Remember to put the pre-trained models in `checkpoints` directory.

### 4. Inference from raw inputs
```sh

python inference/svs/ds_e2e.py --config usr/configs/midi/e2e/opencpop/ds1000.yaml --exp_name $MY_DS_EXP_NAME

```
Raw inputs:
```

inp = {

        'text': '小酒窝长睫毛AP是你最美的记号',

        'notes': 'C#4/Db4 | F#4/Gb4 | G#4/Ab4 | A#4/Bb4 F#4/Gb4 | F#4/Gb4 C#4/Db4 | C#4/Db4 | rest | C#4/Db4 | A#4/Bb4 | G#4/Ab4 | A#4/Bb4 | G#4/Ab4 | F4 | C#4/Db4',

        'notes_duration': '0.407140 | 0.376190 | 0.242180 | 0.509550 0.183420 | 0.315400 0.235020 | 0.361660 | 0.223070 | 0.377270 | 0.340550 | 0.299620 | 0.344510 | 0.283770 | 0.323390 | 0.360340',

        'input_type': 'word'

    }  # user input: Chinese characters

or,

inp = {

        'text': '小酒窝长睫毛AP是你最美的记号',

        'ph_seq': 'x iao j iu w o ch ang ang j ie ie m ao AP sh i n i z ui m ei d e j i h ao',

        'note_seq': 'C#4/Db4 C#4/Db4 F#4/Gb4 F#4/Gb4 G#4/Ab4 G#4/Ab4 A#4/Bb4 A#4/Bb4 F#4/Gb4 F#4/Gb4 F#4/Gb4 C#4/Db4 C#4/Db4 C#4/Db4 rest C#4/Db4 C#4/Db4 A#4/Bb4 A#4/Bb4 G#4/Ab4 G#4/Ab4 A#4/Bb4 A#4/Bb4 G#4/Ab4 G#4/Ab4 F4 F4 C#4/Db4 C#4/Db4',

        'note_dur_seq': '0.407140 0.407140 0.376190 0.376190 0.242180 0.242180 0.509550 0.509550 0.183420 0.315400 0.315400 0.235020 0.361660 0.361660 0.223070 0.377270 0.377270 0.340550 0.340550 0.299620 0.299620 0.344510 0.344510 0.283770 0.283770 0.323390 0.323390 0.360340 0.360340',

        'is_slur_seq': '0 0 0 0 0 0 0 0 1 0 0 1 0 0 0 0 0 0 0 0 0 0 0 0 0 0 0 0 0',

        'input_type': 'phoneme'

    }  # input like Opencpop dataset.

```
Here the inference results will be saved in `./infer_out` by default.
### 5. Some issues.
a) the HifiGAN-Singing is trained on our [vocoder dataset](https://dl.acm.org/doi/abs/10.1145/3474085.3475437) and the training set of [PopCS](https://arxiv.org/abs/2105.02446).

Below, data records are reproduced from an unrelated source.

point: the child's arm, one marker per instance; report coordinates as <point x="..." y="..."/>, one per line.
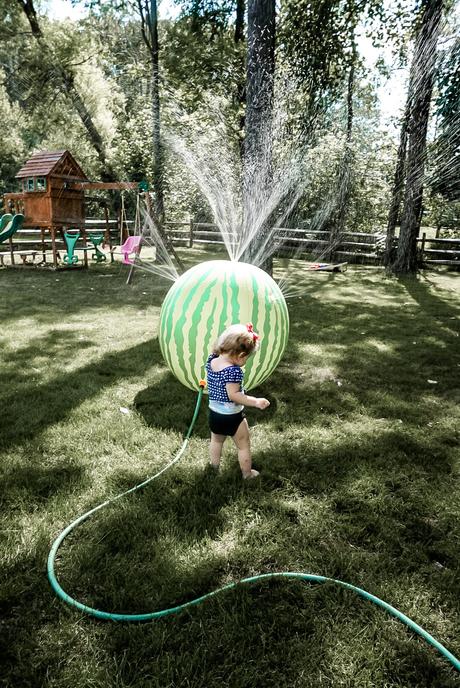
<point x="238" y="397"/>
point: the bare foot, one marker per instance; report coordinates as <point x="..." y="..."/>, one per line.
<point x="252" y="474"/>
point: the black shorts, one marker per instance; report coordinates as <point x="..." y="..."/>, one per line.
<point x="225" y="424"/>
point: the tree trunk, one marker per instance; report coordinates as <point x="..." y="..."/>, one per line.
<point x="398" y="186"/>
<point x="66" y="79"/>
<point x="260" y="73"/>
<point x="344" y="180"/>
<point x="421" y="86"/>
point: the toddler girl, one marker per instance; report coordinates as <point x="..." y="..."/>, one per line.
<point x="226" y="394"/>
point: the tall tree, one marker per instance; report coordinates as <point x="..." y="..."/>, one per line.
<point x="421" y="88"/>
<point x="148" y="11"/>
<point x="66" y="79"/>
<point x="445" y="178"/>
<point x="260" y="73"/>
<point x="397" y="191"/>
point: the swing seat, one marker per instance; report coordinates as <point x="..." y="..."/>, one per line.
<point x="132" y="245"/>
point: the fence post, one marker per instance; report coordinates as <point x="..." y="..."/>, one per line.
<point x="422" y="248"/>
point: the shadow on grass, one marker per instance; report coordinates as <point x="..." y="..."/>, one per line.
<point x="30" y="485"/>
<point x="30" y="407"/>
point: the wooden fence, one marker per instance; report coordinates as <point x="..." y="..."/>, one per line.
<point x="439" y="251"/>
<point x="352" y="247"/>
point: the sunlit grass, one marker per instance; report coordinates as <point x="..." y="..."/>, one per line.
<point x="359" y="460"/>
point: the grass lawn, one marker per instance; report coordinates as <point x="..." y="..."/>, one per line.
<point x="359" y="454"/>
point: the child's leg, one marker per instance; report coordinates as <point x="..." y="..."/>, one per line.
<point x="243" y="443"/>
<point x="215" y="448"/>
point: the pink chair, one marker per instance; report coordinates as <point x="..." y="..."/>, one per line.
<point x="132" y="245"/>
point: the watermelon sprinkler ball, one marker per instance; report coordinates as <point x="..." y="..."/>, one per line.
<point x="206" y="300"/>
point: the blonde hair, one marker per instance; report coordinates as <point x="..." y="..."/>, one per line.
<point x="236" y="340"/>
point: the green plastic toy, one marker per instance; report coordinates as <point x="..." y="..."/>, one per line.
<point x="96" y="239"/>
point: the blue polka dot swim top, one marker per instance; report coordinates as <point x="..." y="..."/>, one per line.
<point x="218" y="397"/>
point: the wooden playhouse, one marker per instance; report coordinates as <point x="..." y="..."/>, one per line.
<point x="49" y="198"/>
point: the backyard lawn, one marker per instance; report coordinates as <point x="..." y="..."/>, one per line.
<point x="359" y="459"/>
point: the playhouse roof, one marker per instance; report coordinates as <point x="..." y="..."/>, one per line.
<point x="47" y="162"/>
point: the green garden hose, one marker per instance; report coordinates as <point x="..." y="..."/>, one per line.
<point x="252" y="579"/>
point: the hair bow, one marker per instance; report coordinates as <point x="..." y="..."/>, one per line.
<point x="250" y="329"/>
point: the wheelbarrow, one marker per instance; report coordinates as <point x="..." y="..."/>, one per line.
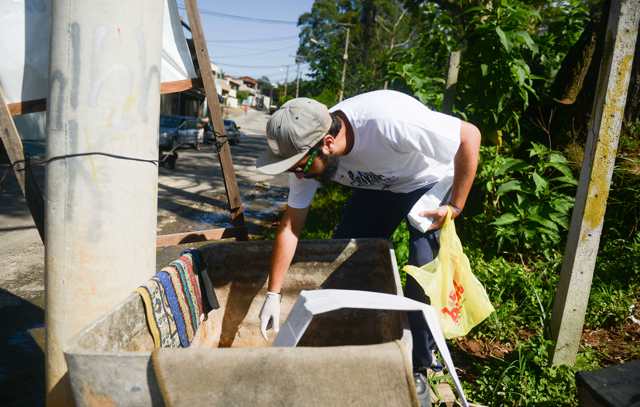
<point x="110" y="360"/>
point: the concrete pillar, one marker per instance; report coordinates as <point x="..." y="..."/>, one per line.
<point x="101" y="181"/>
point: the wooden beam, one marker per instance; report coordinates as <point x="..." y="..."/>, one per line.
<point x="215" y="113"/>
<point x="29" y="106"/>
<point x="200" y="236"/>
<point x="180" y="86"/>
<point x="13" y="145"/>
<point x="583" y="240"/>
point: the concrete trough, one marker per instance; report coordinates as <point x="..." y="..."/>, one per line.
<point x="110" y="360"/>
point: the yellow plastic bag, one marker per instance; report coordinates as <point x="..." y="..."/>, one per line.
<point x="455" y="293"/>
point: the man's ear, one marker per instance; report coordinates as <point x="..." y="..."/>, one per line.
<point x="328" y="144"/>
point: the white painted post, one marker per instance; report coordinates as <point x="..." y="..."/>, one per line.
<point x="572" y="295"/>
<point x="101" y="181"/>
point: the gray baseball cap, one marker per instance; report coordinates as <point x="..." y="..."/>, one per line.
<point x="292" y="130"/>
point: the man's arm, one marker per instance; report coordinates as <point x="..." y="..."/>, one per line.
<point x="285" y="245"/>
<point x="284" y="248"/>
<point x="465" y="164"/>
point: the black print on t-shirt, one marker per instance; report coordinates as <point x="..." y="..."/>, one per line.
<point x="370" y="178"/>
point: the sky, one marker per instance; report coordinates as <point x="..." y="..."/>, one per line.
<point x="242" y="43"/>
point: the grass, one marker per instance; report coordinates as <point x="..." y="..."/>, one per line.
<point x="505" y="361"/>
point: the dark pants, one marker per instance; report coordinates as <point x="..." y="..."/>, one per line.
<point x="377" y="214"/>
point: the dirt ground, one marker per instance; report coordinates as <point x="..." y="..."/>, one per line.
<point x="190" y="197"/>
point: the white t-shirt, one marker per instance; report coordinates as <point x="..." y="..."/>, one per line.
<point x="400" y="145"/>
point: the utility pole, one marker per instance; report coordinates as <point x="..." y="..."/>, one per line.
<point x="298" y="61"/>
<point x="102" y="175"/>
<point x="572" y="295"/>
<point x="345" y="58"/>
<point x="286" y="81"/>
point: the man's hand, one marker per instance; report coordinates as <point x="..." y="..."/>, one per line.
<point x="270" y="314"/>
<point x="439" y="215"/>
<point x="205" y="336"/>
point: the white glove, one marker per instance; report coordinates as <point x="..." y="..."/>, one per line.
<point x="270" y="312"/>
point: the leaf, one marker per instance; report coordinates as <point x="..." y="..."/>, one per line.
<point x="511" y="164"/>
<point x="503" y="39"/>
<point x="565" y="180"/>
<point x="506" y="219"/>
<point x="528" y="41"/>
<point x="560" y="219"/>
<point x="541" y="183"/>
<point x="563" y="168"/>
<point x="519" y="74"/>
<point x="509" y="186"/>
<point x="543" y="222"/>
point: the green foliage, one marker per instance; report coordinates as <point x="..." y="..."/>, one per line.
<point x="242" y="95"/>
<point x="526" y="202"/>
<point x="525" y="379"/>
<point x="616" y="283"/>
<point x="521" y="294"/>
<point x="328" y="97"/>
<point x="326" y="211"/>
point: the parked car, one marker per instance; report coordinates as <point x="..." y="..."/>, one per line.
<point x="168" y="131"/>
<point x="232" y="130"/>
<point x="190" y="133"/>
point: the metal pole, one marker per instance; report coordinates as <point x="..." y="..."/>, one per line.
<point x="572" y="296"/>
<point x="102" y="172"/>
<point x="452" y="81"/>
<point x="297" y="78"/>
<point x="345" y="58"/>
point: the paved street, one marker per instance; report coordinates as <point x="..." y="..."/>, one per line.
<point x="191" y="197"/>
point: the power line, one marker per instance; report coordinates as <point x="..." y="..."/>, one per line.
<point x="253" y="53"/>
<point x="257" y="39"/>
<point x="244" y="18"/>
<point x="251" y="66"/>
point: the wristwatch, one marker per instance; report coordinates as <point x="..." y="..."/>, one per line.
<point x="455" y="209"/>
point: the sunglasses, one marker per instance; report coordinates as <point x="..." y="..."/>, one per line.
<point x="307" y="166"/>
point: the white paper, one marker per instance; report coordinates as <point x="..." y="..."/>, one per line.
<point x="316" y="302"/>
<point x="431" y="200"/>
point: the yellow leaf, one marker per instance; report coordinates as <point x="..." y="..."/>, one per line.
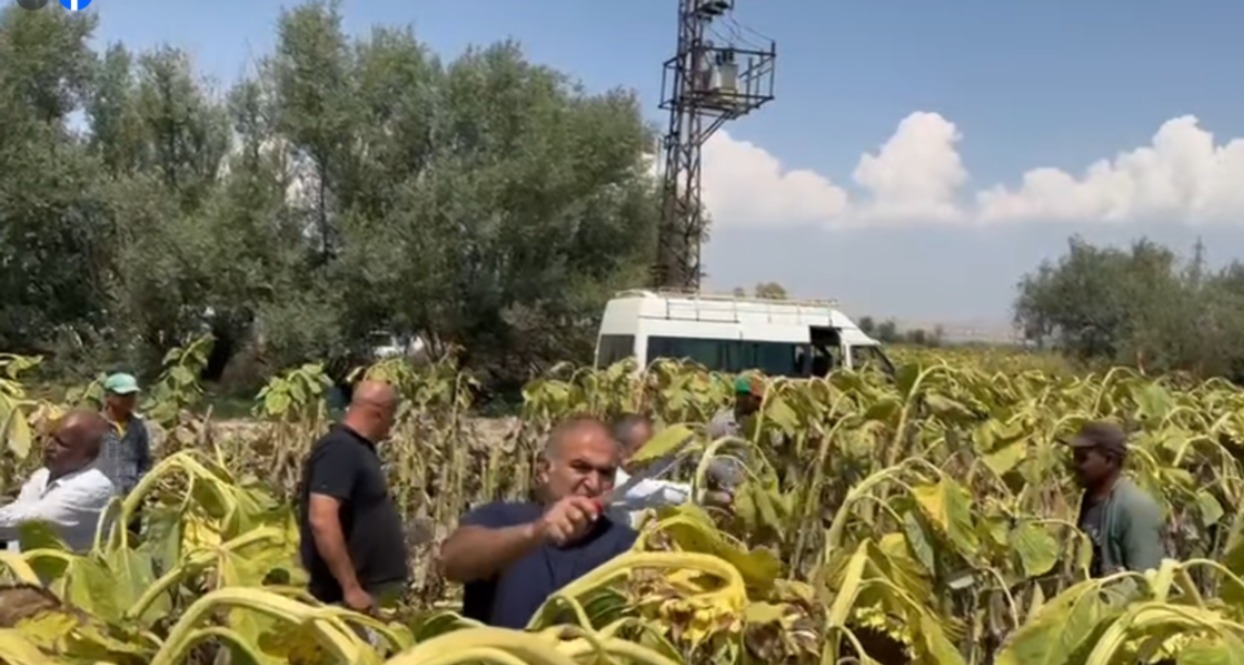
<point x="663" y="443"/>
<point x="948" y="506"/>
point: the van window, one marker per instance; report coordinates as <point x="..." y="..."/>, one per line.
<point x="773" y="358"/>
<point x="613" y="348"/>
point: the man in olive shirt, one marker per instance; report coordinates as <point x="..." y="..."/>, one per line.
<point x="352" y="541"/>
<point x="1123" y="522"/>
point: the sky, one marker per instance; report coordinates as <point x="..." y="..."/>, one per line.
<point x="918" y="158"/>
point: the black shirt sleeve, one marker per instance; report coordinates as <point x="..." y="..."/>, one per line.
<point x="334" y="470"/>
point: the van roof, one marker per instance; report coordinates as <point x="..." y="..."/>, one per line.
<point x="724" y="308"/>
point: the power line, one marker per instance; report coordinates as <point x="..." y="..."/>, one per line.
<point x="718" y="73"/>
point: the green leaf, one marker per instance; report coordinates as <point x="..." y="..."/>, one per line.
<point x="1036" y="548"/>
<point x="663" y="443"/>
<point x="948" y="506"/>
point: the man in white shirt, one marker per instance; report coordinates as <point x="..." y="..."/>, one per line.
<point x="632" y="431"/>
<point x="69" y="492"/>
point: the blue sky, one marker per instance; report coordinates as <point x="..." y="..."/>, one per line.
<point x="1025" y="85"/>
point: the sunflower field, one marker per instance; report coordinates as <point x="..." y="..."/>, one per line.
<point x="924" y="517"/>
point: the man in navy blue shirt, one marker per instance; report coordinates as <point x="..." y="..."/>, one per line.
<point x="513" y="556"/>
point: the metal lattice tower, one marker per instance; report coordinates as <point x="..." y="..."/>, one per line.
<point x="715" y="76"/>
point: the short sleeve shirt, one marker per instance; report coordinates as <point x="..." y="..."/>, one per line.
<point x="1092" y="516"/>
<point x="511" y="598"/>
<point x="345" y="466"/>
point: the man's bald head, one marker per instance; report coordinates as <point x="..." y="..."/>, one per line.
<point x="372" y="408"/>
<point x="76" y="441"/>
<point x="373" y="393"/>
<point x="580" y="458"/>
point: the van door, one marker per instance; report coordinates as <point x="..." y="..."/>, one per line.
<point x="827" y="352"/>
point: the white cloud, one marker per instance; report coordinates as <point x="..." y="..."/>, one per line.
<point x="747" y="185"/>
<point x="918" y="177"/>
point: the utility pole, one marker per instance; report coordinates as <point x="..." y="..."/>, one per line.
<point x="713" y="77"/>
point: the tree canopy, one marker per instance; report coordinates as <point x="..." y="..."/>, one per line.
<point x="346" y="185"/>
<point x="1138" y="306"/>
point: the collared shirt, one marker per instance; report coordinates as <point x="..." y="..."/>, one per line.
<point x="71" y="504"/>
<point x="126" y="455"/>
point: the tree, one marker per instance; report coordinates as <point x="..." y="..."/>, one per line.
<point x="1138" y="306"/>
<point x="350" y="185"/>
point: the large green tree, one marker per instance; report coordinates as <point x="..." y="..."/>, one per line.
<point x="346" y="185"/>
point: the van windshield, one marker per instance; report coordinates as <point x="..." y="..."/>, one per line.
<point x="773" y="358"/>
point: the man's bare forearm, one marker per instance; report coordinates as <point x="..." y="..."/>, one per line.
<point x="331" y="545"/>
<point x="480" y="552"/>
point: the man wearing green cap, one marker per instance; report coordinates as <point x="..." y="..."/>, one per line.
<point x="1123" y="522"/>
<point x="748" y="395"/>
<point x="126" y="455"/>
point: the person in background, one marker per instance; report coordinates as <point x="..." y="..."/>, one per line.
<point x="70" y="492"/>
<point x="1123" y="522"/>
<point x="513" y="556"/>
<point x="126" y="456"/>
<point x="351" y="536"/>
<point x="632" y="431"/>
<point x="748" y="397"/>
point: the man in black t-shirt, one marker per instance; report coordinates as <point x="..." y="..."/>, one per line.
<point x="513" y="556"/>
<point x="351" y="535"/>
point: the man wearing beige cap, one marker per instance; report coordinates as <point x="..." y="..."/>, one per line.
<point x="1122" y="521"/>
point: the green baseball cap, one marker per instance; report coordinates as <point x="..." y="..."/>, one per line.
<point x="121" y="384"/>
<point x="748" y="385"/>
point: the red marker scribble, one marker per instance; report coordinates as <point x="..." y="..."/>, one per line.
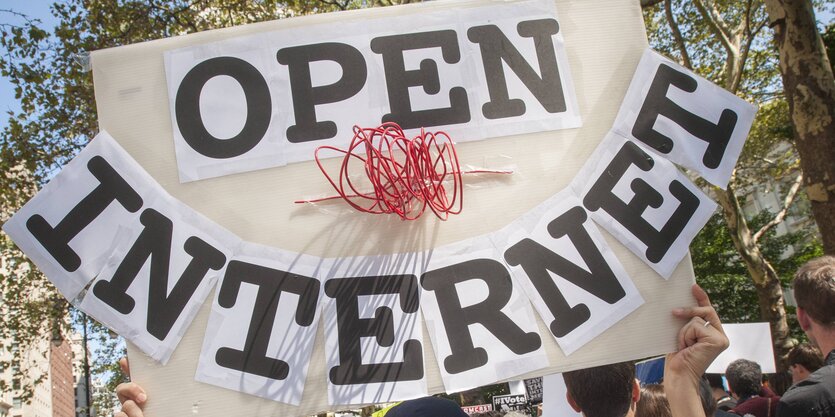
<point x="405" y="176"/>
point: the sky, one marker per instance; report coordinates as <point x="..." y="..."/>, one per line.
<point x="39" y="9"/>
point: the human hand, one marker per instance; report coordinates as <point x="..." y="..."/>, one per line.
<point x="700" y="341"/>
<point x="131" y="395"/>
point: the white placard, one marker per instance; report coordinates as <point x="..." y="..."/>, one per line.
<point x="159" y="274"/>
<point x="268" y="99"/>
<point x="561" y="261"/>
<point x="750" y="341"/>
<point x="262" y="328"/>
<point x="373" y="329"/>
<point x="554" y="402"/>
<point x="644" y="201"/>
<point x="69" y="227"/>
<point x="481" y="324"/>
<point x="685" y="118"/>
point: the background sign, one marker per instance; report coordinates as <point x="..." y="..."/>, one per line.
<point x="603" y="42"/>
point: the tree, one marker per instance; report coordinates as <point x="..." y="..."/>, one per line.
<point x="722" y="274"/>
<point x="723" y="40"/>
<point x="810" y="91"/>
<point x="49" y="72"/>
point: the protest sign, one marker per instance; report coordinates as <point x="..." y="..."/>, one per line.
<point x="316" y="307"/>
<point x="511" y="402"/>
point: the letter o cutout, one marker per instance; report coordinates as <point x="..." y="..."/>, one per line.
<point x="258" y="107"/>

Opencpop is the out-of-domain dataset (unseen speaker). This may cause the deterioration of audio quality, and we are considering fine-tuning this vocoder on the training set of Opencpop.

b) in this version of codes, we used the melody frontend ([lyric + MIDI]->[ph_dur]) to predict phoneme duration. F0 curve is implicitly predicted together with mel-spectrogram.